Colonel Alex Potts and Anna Potts are very happy with Hanford School, the school they have chosen for their three daughters
While living in Scotland and having a blissful family time, we knew that with our next posting, boarding school would be a major factor in giving our girls the educational stability they needed. We have three daughters and although our eldest Mary was only eight at the time, she would then be starting her third school so we had already experienced moving schools. It is not an easy process however lovely the new school is. Dealing with change was difficult for our children, particularly saying goodbye to established friends before starting all over again somewhere new.
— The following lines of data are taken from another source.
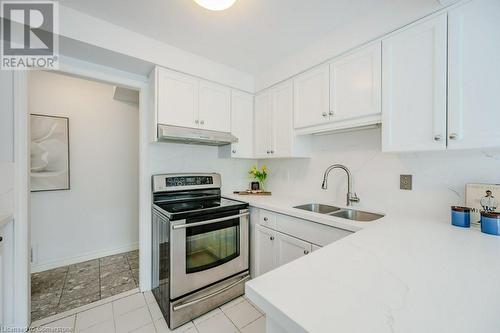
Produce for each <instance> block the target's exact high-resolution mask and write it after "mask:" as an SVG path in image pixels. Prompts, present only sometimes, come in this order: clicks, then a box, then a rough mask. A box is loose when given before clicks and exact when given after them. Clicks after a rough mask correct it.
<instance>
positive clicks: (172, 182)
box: [153, 173, 221, 193]
mask: <svg viewBox="0 0 500 333" xmlns="http://www.w3.org/2000/svg"><path fill="white" fill-rule="evenodd" d="M220 187H221V179H220V175H219V174H218V173H190V174H189V173H169V174H163V175H153V193H160V192H175V191H190V190H198V189H200V190H202V189H214V188H220Z"/></svg>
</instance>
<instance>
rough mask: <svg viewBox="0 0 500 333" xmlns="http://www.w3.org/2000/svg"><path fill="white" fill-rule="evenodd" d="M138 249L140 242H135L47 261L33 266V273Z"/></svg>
mask: <svg viewBox="0 0 500 333" xmlns="http://www.w3.org/2000/svg"><path fill="white" fill-rule="evenodd" d="M138 248H139V242H134V243H130V244H127V245H124V246H120V247H116V248H112V249H106V250H100V251H93V252H88V253H85V254H82V255H79V256H73V257H66V258H61V259H57V260H51V261H46V262H43V263H37V264H31V273H37V272H43V271H46V270H49V269H53V268H57V267H61V266H67V265H72V264H76V263H79V262H83V261H87V260H93V259H97V258H102V257H106V256H111V255H114V254H118V253H123V252H128V251H133V250H137V249H138Z"/></svg>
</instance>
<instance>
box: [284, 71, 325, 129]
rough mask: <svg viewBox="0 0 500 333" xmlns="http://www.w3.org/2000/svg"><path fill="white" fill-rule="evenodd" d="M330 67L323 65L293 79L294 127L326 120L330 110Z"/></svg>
mask: <svg viewBox="0 0 500 333" xmlns="http://www.w3.org/2000/svg"><path fill="white" fill-rule="evenodd" d="M329 80H330V69H329V66H328V65H323V66H320V67H317V68H314V69H312V70H310V71H307V72H305V73H303V74H301V75H299V76H297V77H296V78H295V79H294V80H293V87H294V116H295V117H294V127H295V128H296V129H297V128H304V127H309V126H314V125H320V124H323V123H324V122H325V121H328V117H329V112H330V92H329Z"/></svg>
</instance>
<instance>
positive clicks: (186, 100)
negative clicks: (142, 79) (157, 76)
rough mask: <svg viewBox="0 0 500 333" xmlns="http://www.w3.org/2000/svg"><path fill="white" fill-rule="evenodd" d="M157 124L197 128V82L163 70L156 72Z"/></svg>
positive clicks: (193, 78) (159, 70)
mask: <svg viewBox="0 0 500 333" xmlns="http://www.w3.org/2000/svg"><path fill="white" fill-rule="evenodd" d="M157 89H158V91H157V94H158V110H157V112H158V122H159V123H160V124H164V125H174V126H182V127H198V124H197V120H198V80H197V79H195V78H193V77H190V76H187V75H183V74H180V73H175V72H171V71H168V70H165V69H159V70H158V88H157Z"/></svg>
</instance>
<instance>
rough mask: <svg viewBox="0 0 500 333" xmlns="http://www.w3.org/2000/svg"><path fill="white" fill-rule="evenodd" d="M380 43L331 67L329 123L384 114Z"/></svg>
mask: <svg viewBox="0 0 500 333" xmlns="http://www.w3.org/2000/svg"><path fill="white" fill-rule="evenodd" d="M381 99H382V44H381V43H380V42H378V43H376V44H374V45H371V46H369V47H366V48H364V49H361V50H359V51H356V52H355V53H353V54H350V55H348V56H345V57H343V58H340V59H338V60H336V61H334V62H333V63H331V64H330V111H331V113H330V115H331V117H330V120H332V121H340V120H347V119H352V118H359V117H364V116H370V115H376V114H379V113H381V110H382V104H381V103H382V101H381Z"/></svg>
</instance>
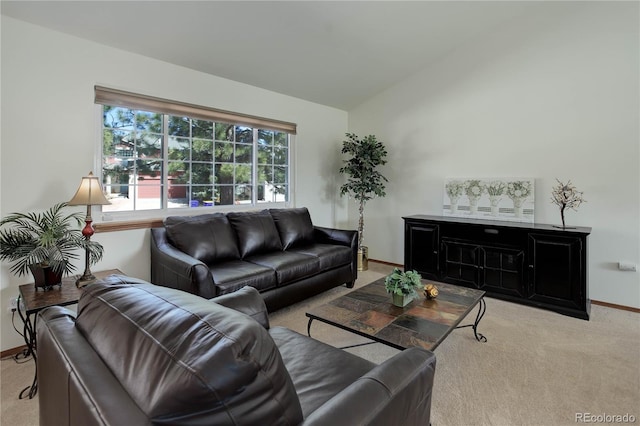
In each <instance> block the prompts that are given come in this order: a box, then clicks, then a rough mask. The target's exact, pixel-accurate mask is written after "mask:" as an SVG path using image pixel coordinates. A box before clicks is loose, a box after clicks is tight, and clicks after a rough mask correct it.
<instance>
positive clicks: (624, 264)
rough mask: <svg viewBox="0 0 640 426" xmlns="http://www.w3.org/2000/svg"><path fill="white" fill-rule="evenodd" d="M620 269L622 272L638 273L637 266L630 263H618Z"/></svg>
mask: <svg viewBox="0 0 640 426" xmlns="http://www.w3.org/2000/svg"><path fill="white" fill-rule="evenodd" d="M618 269H620V270H621V271H633V272H635V271H636V265H635V264H634V263H628V262H618Z"/></svg>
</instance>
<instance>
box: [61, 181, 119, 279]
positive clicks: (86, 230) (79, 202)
mask: <svg viewBox="0 0 640 426" xmlns="http://www.w3.org/2000/svg"><path fill="white" fill-rule="evenodd" d="M105 204H111V203H110V202H109V200H107V199H106V197H105V196H104V193H103V192H102V187H101V185H100V181H99V180H98V178H97V177H96V176H94V175H93V173H92V172H89V175H88V176H85V177H83V178H82V182H80V187H79V188H78V191H77V192H76V195H74V196H73V198H72V199H71V201H69V202H68V203H67V205H69V206H84V205H86V206H87V217H86V218H85V220H84V222H85V224H86V225H85V227H84V228H83V229H82V235H83V236H84V238H85V240H87V241H89V240H90V239H91V236H92V235H93V233H94V230H93V226H91V222H93V219H92V218H91V206H96V205H105ZM95 279H96V277H95V276H94V275H93V274H92V273H91V269H89V249H88V248H85V268H84V274H82V276H81V277H80V278H78V280H77V281H76V285H77V286H78V287H84V286H85V285H86V284H88V283H89V282H90V281H92V280H95Z"/></svg>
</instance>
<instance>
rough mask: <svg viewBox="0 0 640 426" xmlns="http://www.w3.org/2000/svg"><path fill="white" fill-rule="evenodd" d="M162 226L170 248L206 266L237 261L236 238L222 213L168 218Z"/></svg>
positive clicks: (203, 214)
mask: <svg viewBox="0 0 640 426" xmlns="http://www.w3.org/2000/svg"><path fill="white" fill-rule="evenodd" d="M164 226H165V228H166V230H167V239H168V240H169V242H170V243H171V244H172V245H174V246H175V247H176V248H178V249H179V250H180V251H183V252H185V253H187V254H188V255H189V256H191V257H194V258H196V259H198V260H200V261H201V262H204V263H205V264H207V265H211V264H212V263H215V262H218V261H221V260H226V259H239V258H240V252H239V251H238V246H237V243H236V236H235V234H234V233H233V229H232V228H231V224H230V223H229V220H228V219H227V217H226V216H225V215H224V214H222V213H213V214H203V215H198V216H169V217H167V218H165V220H164Z"/></svg>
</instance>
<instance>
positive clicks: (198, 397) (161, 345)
mask: <svg viewBox="0 0 640 426" xmlns="http://www.w3.org/2000/svg"><path fill="white" fill-rule="evenodd" d="M76 327H77V328H78V329H79V330H80V332H81V333H82V334H83V335H84V336H85V338H86V339H87V341H88V342H89V344H90V345H91V346H92V347H93V348H94V350H95V351H96V352H97V353H98V355H99V356H100V357H101V358H102V360H103V362H104V363H105V364H106V365H107V366H108V367H109V369H110V370H111V371H112V373H113V374H114V375H115V376H116V378H117V379H118V380H119V381H120V383H122V385H123V387H124V388H125V389H126V390H127V392H128V393H129V394H130V396H131V398H132V399H134V400H135V402H136V404H137V405H138V406H139V407H140V408H141V409H142V410H143V411H144V412H145V413H146V414H147V415H148V416H149V417H150V419H151V421H152V423H154V424H158V423H162V424H184V425H187V424H299V423H300V422H301V421H302V411H301V408H300V403H299V400H298V397H297V394H296V391H295V388H294V387H293V383H292V381H291V377H290V376H289V374H288V372H287V370H286V369H285V367H284V363H283V361H282V358H281V356H280V353H279V352H278V350H277V347H276V346H275V343H274V342H273V340H272V339H271V337H270V336H269V334H268V332H267V331H266V330H265V329H264V328H263V327H262V326H261V325H260V324H258V323H257V322H256V321H254V320H253V319H251V318H250V317H248V316H247V315H244V314H242V313H240V312H238V311H235V310H233V309H229V308H226V307H224V306H221V305H219V304H216V303H213V302H210V301H208V300H206V299H204V298H201V297H199V296H195V295H192V294H189V293H186V292H182V291H180V290H175V289H171V288H166V287H161V286H156V285H152V284H148V283H145V282H143V281H141V280H136V279H132V278H129V277H124V276H111V277H109V278H108V279H106V280H103V281H98V282H96V283H94V284H91V285H89V286H87V287H86V288H85V290H84V292H83V294H82V296H81V297H80V301H79V303H78V316H77V320H76Z"/></svg>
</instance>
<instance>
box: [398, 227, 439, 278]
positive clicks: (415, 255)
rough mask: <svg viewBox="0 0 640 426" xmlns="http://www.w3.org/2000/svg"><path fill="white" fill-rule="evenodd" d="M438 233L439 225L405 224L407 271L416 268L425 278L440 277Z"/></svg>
mask: <svg viewBox="0 0 640 426" xmlns="http://www.w3.org/2000/svg"><path fill="white" fill-rule="evenodd" d="M438 233H439V226H438V225H430V224H419V225H418V224H412V223H407V224H406V225H405V241H404V244H405V248H404V253H405V258H404V269H405V271H409V270H413V269H415V270H416V271H418V272H419V273H420V274H421V275H422V277H423V278H430V279H437V278H438V259H439V252H438V239H439V235H438Z"/></svg>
So we took the big decision to look at boarding schools and we were recommended Hanford by a fellow army friend of my husband Alex. Setting off from Scotland to look at a number of schools we visited a handful but on arrival at Hanford it was obvious this was the school for our family. It has a beautiful setting, with ponies, chickens, walled gardens full of flowers, happy children running around and a real sense of home, but on a slightly larger scale. Hanford is hidden in the Dorset countryside, set mostly in a fascinating Jacobean Manor house with an ethos based on cherishing childhood. The school seeks to nurture simple family values including kindliness and good manners, as well as developing the confidence that comes through success in both academic work and play, focusing firmly on drawing the potential out of the individual girls. I can honestly say it does just that.
Six years on, Mary and Ella have left and Phoebe has just started Year 4. I have become a Governor and am involved more than I ever imagined I would be. The school has added something to all of our lives and all the grandparents have been taken by its unique charm.
The school really does look after the individual with its small class sizes and talented teachers. The girls genuinely don't realise how hard they are working. They have all secured places in their preferred schools, with an abundance of scholarships to boot, as well as enjoying outstanding academic, sporting and musical results. All done while still being able to go for their early morning pony rides, clambering up the Cedar tree (all branches named), gardening, handwork, but above all allowing them to cherish their childhood.
We ask Mary and Ella what they miss about Hanford and there is an endless list focusing on friends, teachers, ponies, dares, committees, rollerblading, plays, music, art and sport. Both girls sit there with huge smiles on their faces knowing that Phoebe's adventure is just beginning. Phoebe couldn't be happier – sadly for her Mummy! It is her third school and Alex and I really appreciate how important it is to select the right school to support our nomadic lifestyle. The girls would have really struggled without the stability and continuity that a boarding school provides. It's a huge decision sending your children away to school but one that is made easier for us knowing that Hanford's staff are looking after them and the children are truly happy. We owe much to Hanford and I'm in a very lucky position of being able to help secure its future for other families in years to come.